Lin’s well-regarded expertise is no surprise to Board. “It always makes me smile meeting his other clients who display the same feelings of confidence and appreciation for him as we do,” he says.

Lin has helped Kinder Morgan through difficult soil conditions at its Elba Island, Ga., liquefied natural gas terminal since 2001.
Photo courtesy Terracon
A Sedimentary Journey
For his part, Lin is equally grateful that his passion to solve such a wide variety of “dirt problems” has fostered many professional collaborations and relationships with clients, Terracon team members and industry colleagues. He always has been committed to sharing knowledge gleaned from those efforts through his active involvement with the American Society of Civil Engineers, Deep Foundation Institute and Academy of Geoprofessionals, earning that organization’s Diplomate certification.
Work for ASCE actually enabled Lin's first return to China in 2018, visiting a large land reclamation project in Zhejiang to observe use of vacuum-induced consolidation technology in ground improvement. “This technology has been widely adopted in China, as well as in other parts of Asia and Europe, yet remains largely unused in the U.S,” he says. “To bridge this gap, we published papers, case histories, and design guidelines to promote its application.”
Lin also has published more than 20 papers in professional journals and proceedings. One recent project will be the topic of a spring presentation at the Geoprofessional Business Association annual conference—the June 18, 2022, bulkhead collapse of the ferry landing between the Hutchinson Island convention center and hotel, where the gathering is being held.

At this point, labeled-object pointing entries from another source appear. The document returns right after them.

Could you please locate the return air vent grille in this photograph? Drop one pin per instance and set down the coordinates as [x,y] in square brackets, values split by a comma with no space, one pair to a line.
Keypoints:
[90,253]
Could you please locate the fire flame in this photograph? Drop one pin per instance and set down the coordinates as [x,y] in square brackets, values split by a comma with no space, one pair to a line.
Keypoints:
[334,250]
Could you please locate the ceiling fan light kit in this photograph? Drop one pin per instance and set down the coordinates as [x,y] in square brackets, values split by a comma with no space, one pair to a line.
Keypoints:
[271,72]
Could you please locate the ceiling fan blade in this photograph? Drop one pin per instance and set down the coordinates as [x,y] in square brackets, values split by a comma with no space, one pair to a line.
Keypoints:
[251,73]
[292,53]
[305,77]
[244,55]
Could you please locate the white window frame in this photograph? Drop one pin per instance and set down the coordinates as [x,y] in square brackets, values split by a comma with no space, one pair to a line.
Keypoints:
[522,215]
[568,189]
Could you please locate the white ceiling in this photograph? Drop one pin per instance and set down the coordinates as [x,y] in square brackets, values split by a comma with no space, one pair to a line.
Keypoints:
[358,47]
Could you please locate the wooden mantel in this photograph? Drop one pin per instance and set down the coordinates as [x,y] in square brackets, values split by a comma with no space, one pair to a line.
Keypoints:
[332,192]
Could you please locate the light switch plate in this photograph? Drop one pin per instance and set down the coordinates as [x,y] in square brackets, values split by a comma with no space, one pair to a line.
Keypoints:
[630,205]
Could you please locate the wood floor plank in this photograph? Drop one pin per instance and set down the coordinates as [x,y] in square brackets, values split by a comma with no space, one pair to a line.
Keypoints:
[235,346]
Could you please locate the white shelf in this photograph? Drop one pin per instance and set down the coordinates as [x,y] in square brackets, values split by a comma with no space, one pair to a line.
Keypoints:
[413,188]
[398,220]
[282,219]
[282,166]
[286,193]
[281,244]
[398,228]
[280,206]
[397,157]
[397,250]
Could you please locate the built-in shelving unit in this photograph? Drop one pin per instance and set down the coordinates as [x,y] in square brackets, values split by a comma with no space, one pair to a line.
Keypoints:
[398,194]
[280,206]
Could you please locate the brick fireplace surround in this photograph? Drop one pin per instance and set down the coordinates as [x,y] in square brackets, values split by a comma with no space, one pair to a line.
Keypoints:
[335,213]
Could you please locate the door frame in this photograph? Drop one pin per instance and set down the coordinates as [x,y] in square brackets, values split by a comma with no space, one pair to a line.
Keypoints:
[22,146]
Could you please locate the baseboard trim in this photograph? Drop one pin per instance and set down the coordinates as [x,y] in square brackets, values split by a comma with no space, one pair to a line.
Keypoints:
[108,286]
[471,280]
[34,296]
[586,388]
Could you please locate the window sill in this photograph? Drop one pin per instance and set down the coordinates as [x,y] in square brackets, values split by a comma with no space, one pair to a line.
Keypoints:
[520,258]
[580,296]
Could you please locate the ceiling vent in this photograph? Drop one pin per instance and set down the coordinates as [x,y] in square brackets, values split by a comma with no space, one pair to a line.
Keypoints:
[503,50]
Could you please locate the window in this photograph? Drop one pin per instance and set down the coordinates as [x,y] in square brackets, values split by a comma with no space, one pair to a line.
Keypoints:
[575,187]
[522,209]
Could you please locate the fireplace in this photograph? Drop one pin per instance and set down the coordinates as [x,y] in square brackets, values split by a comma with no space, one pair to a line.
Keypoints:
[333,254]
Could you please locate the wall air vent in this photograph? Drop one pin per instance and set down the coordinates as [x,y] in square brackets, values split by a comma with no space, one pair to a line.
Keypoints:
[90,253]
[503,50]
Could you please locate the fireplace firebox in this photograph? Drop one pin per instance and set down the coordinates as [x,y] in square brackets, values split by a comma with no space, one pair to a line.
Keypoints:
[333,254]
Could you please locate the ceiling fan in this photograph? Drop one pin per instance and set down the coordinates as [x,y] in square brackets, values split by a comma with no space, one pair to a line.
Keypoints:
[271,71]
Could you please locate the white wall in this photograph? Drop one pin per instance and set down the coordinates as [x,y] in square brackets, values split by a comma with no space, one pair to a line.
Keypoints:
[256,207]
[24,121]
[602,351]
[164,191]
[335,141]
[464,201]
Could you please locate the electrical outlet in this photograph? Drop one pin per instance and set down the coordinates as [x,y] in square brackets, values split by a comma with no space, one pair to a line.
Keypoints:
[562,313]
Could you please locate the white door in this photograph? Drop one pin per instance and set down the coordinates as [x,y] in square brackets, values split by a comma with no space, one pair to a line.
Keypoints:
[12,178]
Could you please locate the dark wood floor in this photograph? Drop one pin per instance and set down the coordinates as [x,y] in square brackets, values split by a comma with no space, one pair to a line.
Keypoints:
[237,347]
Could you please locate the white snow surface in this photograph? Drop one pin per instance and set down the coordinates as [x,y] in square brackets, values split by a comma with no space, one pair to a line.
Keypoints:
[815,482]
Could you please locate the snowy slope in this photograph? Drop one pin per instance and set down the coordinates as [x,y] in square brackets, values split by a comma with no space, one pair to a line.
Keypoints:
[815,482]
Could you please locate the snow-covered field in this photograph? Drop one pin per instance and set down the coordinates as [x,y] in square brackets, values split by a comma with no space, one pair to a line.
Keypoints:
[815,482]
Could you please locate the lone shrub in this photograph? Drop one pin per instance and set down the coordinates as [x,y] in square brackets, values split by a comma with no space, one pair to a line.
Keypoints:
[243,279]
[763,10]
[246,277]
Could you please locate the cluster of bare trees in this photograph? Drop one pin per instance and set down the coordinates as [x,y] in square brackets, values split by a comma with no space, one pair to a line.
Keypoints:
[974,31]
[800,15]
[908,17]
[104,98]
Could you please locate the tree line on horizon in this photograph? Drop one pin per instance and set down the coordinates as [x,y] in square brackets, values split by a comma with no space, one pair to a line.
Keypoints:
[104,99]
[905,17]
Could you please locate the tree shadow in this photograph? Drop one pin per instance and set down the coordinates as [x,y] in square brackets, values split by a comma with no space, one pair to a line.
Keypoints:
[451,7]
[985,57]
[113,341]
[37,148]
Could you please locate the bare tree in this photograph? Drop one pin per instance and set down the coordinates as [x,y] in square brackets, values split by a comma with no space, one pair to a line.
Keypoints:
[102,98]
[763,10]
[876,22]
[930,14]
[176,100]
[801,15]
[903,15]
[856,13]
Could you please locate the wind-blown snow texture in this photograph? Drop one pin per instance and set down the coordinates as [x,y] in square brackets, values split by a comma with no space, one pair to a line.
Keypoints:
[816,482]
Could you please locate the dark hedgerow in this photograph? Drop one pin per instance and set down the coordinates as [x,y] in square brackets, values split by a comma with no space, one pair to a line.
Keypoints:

Born in China, Lin studied in Switzerland and Tennessee before moving to Georgia.
Photo courtesy Guoming Lin
Lin’s investigation found that the primary cause of the bulkhead movement was not a nearby magnitude 3.9 earthquake earlier that day, as originally thought, but rather the result of fill settlement that caused the structure’s helical tieback system to fail. Terracon’s repair strategy of pile-supported deadman tiebacks and relieving flatform is intended to be more suitable to the island’s geotechnical characteristics.
A licensed drone pilot, Lin combines personal and professional travel with a landscape photography passion. He also supports community needs in fundraising for Habitat for Humanity and other charities. Lin and his wife, Mingming, have a son, Leon, who is founder and CEO of a Silicon Valley tech start-up firm.For someone with a reputation as an expert in finding innovative solutions, the elder Lin wishes he knew more. “I’m not very good with chemistry because it wasn’t emphasized during my education,” he says. “There are times when that knowledge could have helped with a broader solution." That may well explain Lin’s eagerness to dive into any geotechnical challenge that comes his way. “I enjoy every project, whether it’s big or small,” he says. “Each one allows me to learn.”